“Oh, Isolde,” Elan chuckled. “It was not easy that first night when you were furious at me. I felt a connection to you the first time I laid eyes on you, even if you were infuriating sometimes. I wasn’t worried about the alliance when you stormed out to sleep with the other slaves. I was worried about losing you and having you fly back home before we could straighten things out. You were quite angry.”
“I think Tati and Soelva wanted me that way. We aren’t getting those answers tonight. We need to figure out how we are going to handle your people when you announce the arrests in the morning. Come to bed?”
“Can you behave yourself and just talk?” Elan teased.
“If you keep your clothes on until we’re done,” she said, tugging him into the bedroom.
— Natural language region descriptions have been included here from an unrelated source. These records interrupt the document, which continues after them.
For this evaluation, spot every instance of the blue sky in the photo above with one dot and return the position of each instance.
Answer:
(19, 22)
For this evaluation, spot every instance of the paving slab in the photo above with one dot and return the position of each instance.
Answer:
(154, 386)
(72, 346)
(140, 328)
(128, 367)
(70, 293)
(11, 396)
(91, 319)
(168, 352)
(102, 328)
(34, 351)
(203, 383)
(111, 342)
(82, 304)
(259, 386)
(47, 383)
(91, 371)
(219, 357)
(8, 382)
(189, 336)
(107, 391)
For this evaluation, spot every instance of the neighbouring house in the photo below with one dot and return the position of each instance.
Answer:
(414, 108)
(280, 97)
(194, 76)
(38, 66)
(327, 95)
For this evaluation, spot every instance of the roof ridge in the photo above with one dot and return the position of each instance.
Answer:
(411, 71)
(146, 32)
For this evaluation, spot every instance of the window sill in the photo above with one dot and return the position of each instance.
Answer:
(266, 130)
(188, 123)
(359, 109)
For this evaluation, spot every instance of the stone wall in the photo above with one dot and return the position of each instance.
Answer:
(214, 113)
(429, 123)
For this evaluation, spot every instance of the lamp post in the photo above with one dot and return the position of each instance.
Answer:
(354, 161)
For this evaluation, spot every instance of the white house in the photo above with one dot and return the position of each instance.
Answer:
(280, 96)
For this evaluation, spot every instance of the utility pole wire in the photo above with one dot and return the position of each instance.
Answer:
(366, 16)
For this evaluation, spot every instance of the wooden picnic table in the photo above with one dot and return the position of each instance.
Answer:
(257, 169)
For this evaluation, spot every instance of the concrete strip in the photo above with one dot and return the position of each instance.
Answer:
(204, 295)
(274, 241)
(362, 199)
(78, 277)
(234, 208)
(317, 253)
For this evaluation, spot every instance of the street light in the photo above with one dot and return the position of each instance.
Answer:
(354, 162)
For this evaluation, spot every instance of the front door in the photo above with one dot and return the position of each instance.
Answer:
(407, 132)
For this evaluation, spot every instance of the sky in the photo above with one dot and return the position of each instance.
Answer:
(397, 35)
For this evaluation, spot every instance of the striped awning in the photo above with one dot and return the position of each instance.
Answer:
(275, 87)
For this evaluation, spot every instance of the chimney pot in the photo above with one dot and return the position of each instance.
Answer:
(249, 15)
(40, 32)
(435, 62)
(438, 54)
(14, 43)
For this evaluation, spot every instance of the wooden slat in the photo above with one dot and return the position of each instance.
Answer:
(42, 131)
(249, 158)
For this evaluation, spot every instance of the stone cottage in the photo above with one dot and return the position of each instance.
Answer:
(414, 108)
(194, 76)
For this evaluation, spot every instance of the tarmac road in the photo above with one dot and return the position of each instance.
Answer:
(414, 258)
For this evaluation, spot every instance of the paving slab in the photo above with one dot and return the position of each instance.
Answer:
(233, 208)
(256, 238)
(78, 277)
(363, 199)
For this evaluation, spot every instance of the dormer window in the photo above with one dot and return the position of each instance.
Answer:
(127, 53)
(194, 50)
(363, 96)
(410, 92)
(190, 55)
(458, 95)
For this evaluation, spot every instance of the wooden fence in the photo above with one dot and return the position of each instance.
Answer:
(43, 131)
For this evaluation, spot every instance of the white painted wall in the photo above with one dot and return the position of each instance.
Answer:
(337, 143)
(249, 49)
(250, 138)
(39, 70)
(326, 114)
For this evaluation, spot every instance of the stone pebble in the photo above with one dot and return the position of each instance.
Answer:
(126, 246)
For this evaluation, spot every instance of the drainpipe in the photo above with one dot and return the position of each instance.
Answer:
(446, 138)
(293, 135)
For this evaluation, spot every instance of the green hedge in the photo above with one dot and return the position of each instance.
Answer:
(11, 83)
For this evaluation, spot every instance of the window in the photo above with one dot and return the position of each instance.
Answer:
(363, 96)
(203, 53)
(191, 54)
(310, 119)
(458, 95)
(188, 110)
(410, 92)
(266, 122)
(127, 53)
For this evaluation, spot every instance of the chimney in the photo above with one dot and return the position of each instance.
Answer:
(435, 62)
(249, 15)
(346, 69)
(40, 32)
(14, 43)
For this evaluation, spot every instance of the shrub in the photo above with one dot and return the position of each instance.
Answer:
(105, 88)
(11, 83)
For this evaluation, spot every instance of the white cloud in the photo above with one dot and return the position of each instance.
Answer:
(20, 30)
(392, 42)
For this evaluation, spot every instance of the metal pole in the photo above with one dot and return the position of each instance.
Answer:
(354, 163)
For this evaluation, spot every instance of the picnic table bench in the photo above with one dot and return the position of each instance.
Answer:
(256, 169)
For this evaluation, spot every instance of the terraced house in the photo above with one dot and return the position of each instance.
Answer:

She snuggled into his chest. She preferred talking about the hard things when she could feel his heartbeat steadying hers. “There’s going to be people who secretly agree with Hikmat. If you let him speak, they may riot.”
“That’s why he’s not going to speak first. I think I have this covered. I’m going to spill all his crimes and why we arrested all of them. I’m going to ask the women like Meida to come forward and speak against him if they are comfortable. Women have never been able to make their own claims before and I’m going to start that now. Plus, I have something Hikmat doesn’t when he tries to speak. I have my beautiful queen who can listen and whisper in my head when I’m veering in the wrong direction.”
She laughed and buried her face into his chest. “It’s not that easy listening in to a crowd that big. I can pick some up over the others if they are in a rage, but what if it’s more than a few people inciting the riot? They may be on your side, but not all of them agree with you on me.”
“That’s why if anyone starts screaming about burning you, I want you to freeze the room. They may ignore one night of freezing, but if the room freezes while they are actively screaming about hurting you, they’ll back down. Trust me, that’s a big sign they won’t ignore.”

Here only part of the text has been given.